Es war schon höchst verwunderlich, dass AMD Fury X der Presse mit einem solchen Manko als Testmuster vorlegte, schließlich sollte die Vorstellung ein voller Erfolg werden. Stattdessen erhielt man praktisch überall Schelte, ging es um die Bewertung der Geräuschkulisse. Dieses Mal galt die Kritik aber nicht einem zu lauten Lüfter – ganz im Gegenteil, denn dieser erhielt sogar Lob –, sondern vielmehr auf einen hochfrequenten Fiepton. Mittels unserer Spektralanalyse ist dieser sehr genau im 2-kHz-Bereich nachzuweisen und geht ganz offensichtlich von der Wasserpumpe selbst aus.

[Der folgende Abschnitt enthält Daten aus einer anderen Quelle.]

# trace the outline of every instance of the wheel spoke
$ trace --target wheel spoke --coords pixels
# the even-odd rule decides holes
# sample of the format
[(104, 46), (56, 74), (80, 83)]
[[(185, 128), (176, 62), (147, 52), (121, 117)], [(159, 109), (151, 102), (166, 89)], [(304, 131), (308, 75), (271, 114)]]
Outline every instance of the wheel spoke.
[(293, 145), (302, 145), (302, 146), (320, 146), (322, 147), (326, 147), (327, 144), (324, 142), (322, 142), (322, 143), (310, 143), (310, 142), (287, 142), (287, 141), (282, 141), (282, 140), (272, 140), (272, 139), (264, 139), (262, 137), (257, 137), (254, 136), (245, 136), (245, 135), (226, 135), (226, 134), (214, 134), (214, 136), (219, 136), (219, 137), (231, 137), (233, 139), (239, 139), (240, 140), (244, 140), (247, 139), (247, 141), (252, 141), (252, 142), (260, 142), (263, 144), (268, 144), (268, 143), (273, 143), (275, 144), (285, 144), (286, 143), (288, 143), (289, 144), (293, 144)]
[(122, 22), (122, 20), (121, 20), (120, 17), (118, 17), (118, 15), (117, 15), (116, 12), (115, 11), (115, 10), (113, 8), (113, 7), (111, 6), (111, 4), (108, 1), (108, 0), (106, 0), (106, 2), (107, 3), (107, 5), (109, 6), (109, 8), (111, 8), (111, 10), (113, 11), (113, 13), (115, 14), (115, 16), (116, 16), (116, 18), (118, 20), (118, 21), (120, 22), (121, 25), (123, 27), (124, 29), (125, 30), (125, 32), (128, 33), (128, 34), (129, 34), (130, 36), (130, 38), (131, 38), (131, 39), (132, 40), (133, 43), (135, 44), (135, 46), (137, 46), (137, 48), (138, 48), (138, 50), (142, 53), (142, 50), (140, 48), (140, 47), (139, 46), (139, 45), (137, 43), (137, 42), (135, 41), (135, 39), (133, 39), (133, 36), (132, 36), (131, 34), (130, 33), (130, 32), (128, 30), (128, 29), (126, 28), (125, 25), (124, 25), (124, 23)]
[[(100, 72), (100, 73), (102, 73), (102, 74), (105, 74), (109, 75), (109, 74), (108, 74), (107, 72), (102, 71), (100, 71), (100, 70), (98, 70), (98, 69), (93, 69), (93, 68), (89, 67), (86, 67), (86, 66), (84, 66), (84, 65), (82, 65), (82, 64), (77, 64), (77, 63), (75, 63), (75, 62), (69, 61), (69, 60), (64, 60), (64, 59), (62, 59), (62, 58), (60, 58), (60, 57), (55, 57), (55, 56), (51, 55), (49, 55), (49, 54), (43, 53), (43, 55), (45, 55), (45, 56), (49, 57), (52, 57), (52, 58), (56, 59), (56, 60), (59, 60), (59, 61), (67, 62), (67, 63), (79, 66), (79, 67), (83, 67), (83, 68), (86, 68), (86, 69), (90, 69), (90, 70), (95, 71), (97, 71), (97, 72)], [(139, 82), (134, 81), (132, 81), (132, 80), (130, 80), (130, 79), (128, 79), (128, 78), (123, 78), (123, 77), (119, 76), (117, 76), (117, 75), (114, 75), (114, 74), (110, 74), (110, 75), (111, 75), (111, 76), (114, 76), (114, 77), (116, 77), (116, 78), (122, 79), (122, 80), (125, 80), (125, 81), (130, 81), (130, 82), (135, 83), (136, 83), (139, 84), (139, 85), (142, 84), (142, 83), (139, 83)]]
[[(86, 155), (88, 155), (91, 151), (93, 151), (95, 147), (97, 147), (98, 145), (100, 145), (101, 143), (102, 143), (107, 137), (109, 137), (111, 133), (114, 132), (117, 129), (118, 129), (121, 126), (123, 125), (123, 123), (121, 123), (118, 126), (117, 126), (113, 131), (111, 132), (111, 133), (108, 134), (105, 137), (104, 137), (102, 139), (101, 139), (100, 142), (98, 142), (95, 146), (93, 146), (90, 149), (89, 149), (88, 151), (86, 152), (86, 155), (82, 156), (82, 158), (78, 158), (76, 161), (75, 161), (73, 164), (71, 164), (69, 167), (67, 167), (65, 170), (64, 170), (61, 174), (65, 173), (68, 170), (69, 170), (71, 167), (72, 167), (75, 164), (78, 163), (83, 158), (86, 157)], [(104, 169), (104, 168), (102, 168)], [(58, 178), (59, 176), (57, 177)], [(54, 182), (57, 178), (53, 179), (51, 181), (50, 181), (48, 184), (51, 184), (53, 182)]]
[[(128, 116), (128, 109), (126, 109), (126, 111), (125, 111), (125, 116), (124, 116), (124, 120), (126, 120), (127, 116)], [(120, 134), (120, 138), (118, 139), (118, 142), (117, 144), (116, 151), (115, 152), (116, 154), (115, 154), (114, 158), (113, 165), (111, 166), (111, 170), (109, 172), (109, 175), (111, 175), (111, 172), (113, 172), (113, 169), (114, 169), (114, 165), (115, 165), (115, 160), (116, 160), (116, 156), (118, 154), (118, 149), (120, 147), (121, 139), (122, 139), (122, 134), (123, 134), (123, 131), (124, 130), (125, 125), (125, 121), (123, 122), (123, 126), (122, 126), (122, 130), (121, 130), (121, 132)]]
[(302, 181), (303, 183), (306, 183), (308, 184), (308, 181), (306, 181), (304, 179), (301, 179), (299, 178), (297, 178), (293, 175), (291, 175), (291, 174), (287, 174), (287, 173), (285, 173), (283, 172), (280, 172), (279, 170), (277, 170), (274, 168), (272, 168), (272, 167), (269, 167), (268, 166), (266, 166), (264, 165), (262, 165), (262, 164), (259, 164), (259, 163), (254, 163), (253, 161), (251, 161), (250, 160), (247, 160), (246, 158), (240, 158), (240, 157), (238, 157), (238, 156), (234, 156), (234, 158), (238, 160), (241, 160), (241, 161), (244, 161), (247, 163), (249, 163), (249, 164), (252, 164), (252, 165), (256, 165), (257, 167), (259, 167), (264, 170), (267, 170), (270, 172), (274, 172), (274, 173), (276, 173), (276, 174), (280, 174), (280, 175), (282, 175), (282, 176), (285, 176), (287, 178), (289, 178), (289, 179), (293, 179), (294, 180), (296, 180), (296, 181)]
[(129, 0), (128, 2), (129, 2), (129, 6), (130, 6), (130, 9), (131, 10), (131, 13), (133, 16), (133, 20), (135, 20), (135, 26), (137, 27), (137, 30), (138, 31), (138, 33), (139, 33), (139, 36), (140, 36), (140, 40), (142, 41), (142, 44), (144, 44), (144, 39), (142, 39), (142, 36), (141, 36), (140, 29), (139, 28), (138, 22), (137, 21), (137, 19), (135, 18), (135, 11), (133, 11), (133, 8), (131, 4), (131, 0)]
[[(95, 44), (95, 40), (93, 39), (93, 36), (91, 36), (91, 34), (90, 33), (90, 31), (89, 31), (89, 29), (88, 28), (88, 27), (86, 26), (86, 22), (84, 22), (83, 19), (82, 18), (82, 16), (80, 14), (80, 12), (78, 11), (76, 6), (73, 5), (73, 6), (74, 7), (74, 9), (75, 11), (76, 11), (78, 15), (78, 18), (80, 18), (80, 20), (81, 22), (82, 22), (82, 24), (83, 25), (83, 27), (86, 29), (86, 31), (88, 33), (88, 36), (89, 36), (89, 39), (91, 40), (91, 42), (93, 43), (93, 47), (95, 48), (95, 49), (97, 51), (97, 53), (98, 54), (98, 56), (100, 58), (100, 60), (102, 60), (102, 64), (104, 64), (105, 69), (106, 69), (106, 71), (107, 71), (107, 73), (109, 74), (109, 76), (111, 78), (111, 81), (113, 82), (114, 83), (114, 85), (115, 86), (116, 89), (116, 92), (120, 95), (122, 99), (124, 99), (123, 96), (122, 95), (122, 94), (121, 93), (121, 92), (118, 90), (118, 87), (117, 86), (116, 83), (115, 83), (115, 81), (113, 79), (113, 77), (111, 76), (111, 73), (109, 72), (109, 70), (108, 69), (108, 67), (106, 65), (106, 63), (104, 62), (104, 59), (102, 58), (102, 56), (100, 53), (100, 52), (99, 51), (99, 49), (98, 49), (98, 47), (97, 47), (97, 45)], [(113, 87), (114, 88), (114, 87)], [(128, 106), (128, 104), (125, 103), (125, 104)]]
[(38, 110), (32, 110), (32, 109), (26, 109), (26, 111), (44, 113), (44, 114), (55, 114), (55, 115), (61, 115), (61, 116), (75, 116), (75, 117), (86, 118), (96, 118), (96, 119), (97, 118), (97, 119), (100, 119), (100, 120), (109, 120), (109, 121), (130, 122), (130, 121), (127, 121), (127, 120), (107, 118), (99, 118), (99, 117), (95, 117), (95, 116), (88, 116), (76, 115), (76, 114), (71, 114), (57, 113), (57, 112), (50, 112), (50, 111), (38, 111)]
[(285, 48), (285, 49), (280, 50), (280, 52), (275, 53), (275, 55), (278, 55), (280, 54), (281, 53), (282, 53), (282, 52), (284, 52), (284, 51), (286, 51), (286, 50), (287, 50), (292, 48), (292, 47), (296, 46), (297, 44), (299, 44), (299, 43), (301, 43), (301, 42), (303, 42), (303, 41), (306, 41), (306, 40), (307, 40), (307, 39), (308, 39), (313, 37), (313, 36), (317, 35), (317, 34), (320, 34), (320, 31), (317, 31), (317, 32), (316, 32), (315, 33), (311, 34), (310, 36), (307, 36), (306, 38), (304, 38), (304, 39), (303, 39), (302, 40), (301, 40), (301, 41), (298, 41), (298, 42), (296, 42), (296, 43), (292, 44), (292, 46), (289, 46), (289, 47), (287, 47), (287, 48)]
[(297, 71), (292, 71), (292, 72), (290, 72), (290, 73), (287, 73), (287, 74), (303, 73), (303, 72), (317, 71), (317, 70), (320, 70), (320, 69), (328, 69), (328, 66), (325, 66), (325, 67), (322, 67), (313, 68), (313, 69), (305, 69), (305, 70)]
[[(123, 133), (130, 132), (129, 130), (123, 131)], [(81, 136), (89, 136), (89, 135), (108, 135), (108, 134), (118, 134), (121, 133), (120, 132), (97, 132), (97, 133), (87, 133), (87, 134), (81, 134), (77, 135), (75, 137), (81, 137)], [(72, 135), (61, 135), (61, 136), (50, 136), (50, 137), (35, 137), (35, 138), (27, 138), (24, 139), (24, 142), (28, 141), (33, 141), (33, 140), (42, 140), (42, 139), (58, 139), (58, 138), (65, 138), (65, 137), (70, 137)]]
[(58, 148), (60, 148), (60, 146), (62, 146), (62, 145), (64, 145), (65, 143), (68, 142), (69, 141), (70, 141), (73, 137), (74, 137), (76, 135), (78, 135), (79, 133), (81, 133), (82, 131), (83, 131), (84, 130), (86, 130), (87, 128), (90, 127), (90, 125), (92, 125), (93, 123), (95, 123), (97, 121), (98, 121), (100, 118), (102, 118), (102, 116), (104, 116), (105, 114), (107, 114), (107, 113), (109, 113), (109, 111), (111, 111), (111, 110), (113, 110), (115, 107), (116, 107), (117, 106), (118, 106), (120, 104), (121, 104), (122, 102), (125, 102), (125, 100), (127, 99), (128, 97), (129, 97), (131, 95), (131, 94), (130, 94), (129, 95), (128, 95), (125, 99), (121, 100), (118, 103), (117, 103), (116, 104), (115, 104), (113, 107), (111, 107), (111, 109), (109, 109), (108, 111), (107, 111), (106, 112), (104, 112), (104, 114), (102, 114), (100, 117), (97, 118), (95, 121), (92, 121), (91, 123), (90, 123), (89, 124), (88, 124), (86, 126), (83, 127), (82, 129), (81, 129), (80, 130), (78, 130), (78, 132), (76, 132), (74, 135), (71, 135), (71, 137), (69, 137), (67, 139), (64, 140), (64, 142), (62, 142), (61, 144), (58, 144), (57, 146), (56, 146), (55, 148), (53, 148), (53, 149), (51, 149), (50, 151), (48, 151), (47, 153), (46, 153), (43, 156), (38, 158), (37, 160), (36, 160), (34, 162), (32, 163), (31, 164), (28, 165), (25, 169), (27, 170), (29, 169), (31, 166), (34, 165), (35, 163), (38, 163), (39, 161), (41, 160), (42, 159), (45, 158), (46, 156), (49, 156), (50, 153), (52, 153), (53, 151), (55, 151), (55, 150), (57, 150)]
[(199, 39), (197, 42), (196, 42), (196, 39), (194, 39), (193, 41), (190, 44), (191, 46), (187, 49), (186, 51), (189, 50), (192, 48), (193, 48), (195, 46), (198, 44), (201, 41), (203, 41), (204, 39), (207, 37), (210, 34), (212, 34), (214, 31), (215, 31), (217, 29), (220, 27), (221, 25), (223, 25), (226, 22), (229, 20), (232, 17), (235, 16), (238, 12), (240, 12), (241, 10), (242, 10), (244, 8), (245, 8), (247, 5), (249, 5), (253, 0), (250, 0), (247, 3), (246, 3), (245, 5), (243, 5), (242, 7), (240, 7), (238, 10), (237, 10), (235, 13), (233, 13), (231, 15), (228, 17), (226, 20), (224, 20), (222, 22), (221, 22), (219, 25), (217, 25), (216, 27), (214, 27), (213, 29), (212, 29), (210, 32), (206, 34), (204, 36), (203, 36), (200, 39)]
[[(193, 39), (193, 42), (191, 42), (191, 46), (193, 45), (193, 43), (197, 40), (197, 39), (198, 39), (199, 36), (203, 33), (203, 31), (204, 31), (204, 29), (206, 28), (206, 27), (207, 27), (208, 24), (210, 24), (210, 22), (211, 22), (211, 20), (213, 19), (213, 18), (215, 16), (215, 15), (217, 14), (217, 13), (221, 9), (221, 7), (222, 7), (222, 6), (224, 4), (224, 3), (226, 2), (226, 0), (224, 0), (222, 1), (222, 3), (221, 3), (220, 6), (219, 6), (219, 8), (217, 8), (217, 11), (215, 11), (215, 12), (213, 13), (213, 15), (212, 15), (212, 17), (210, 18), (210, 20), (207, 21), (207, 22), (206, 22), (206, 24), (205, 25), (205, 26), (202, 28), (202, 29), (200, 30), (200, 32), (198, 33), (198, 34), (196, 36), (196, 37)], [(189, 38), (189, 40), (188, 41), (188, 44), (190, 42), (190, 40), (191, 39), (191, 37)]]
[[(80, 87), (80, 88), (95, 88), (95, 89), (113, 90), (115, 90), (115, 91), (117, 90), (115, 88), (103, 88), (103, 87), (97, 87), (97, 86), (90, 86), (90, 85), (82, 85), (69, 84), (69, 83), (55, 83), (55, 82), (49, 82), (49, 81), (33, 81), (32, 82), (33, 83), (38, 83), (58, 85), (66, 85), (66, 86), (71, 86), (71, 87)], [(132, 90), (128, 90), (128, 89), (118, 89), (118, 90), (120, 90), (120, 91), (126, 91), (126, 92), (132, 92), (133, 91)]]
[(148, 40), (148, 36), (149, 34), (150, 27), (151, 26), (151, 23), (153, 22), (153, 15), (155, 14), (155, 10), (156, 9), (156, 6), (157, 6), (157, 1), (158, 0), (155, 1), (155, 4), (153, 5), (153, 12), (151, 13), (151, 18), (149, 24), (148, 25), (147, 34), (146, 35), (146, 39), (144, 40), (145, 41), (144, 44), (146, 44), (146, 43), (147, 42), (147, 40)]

Die eigentlichen Gründe für dieses Verhalten hat dann gar ein mutiger Anwender herausgefunden, welcher in aufwendiger Bastelarbeit den Kühleraufbau und die Pumpeneinheit zerlegte und zwei nicht gut vergossene Drosseln vorfand.

AMD hat sich zu den Problemen bislang mehr oder minder bedeckt gehalten. Man teilte lediglich mit, dass der Umstand bei Karten für die Endkunden nicht mehr vorliegen werde. Das ist nun knapp einen Monat her. Die Radeon R9 Fury X leidet immer noch unter einer relativ schlechten Verfügbarkeit und ist bei den Händlern häufig ausverkauft. Wir haben ein aktuelles Modell geordert, um zu prüfen, wie es heute um die Geräuschkulisse bestellt ist.

Nach unseren neuen Messungen mit einem PowerColor-Fury-X-Modell können wir leichte Entwarnung geben.

Bild: AMD Fury X – Besserung beim Pumpenfiepen
Bild: AMD Fury X – Besserung beim Pumpenfiepen
Spektralanalyse erste Charge Spektralanalyse zweite Charge


Das Fiepgeräusch ist zwar prinzipiell noch vorhanden, allerdings in deutlich abgeschwächter Form. Auf dem offenen Teststand können wir das Geräusch weiter problemlos ausmachen, in einem sehr leisen, geschlossenen Gehäuse geht der Ton mittlerweile aber unter. Ob AMD aktuell an neuen Pumpenversionen arbeiten lässt, welche gänzlich ohne Fiepton daherkommen, ist uns bis dato nicht bekannt.

Beim eigentlichen Schalldruck beziehungsweise der Lautheit hat sich hingegen nichts geändert. Im Idle-Betrieb und unter Spielen bewegt man sich in den meisten Fällen um 20 dB(A) beziehungsweise 1,3 sone. Bei absoluten Worst-Case-Szenarien trafen wir auch schon etwa 22 dB(A) beziehungsweise 1,8 sone an. Im Ergebnis also sehr gute Werte für eine High-End-Grafikkarte.

AMDs Radeon R9 Fury X wurde mit einem offiziellen Verkaufspreis von 699 Euro ausgelobt. Die günstigsten verfügbaren Modelle liegen aktuell im Preisbereich von rund 725 Euro.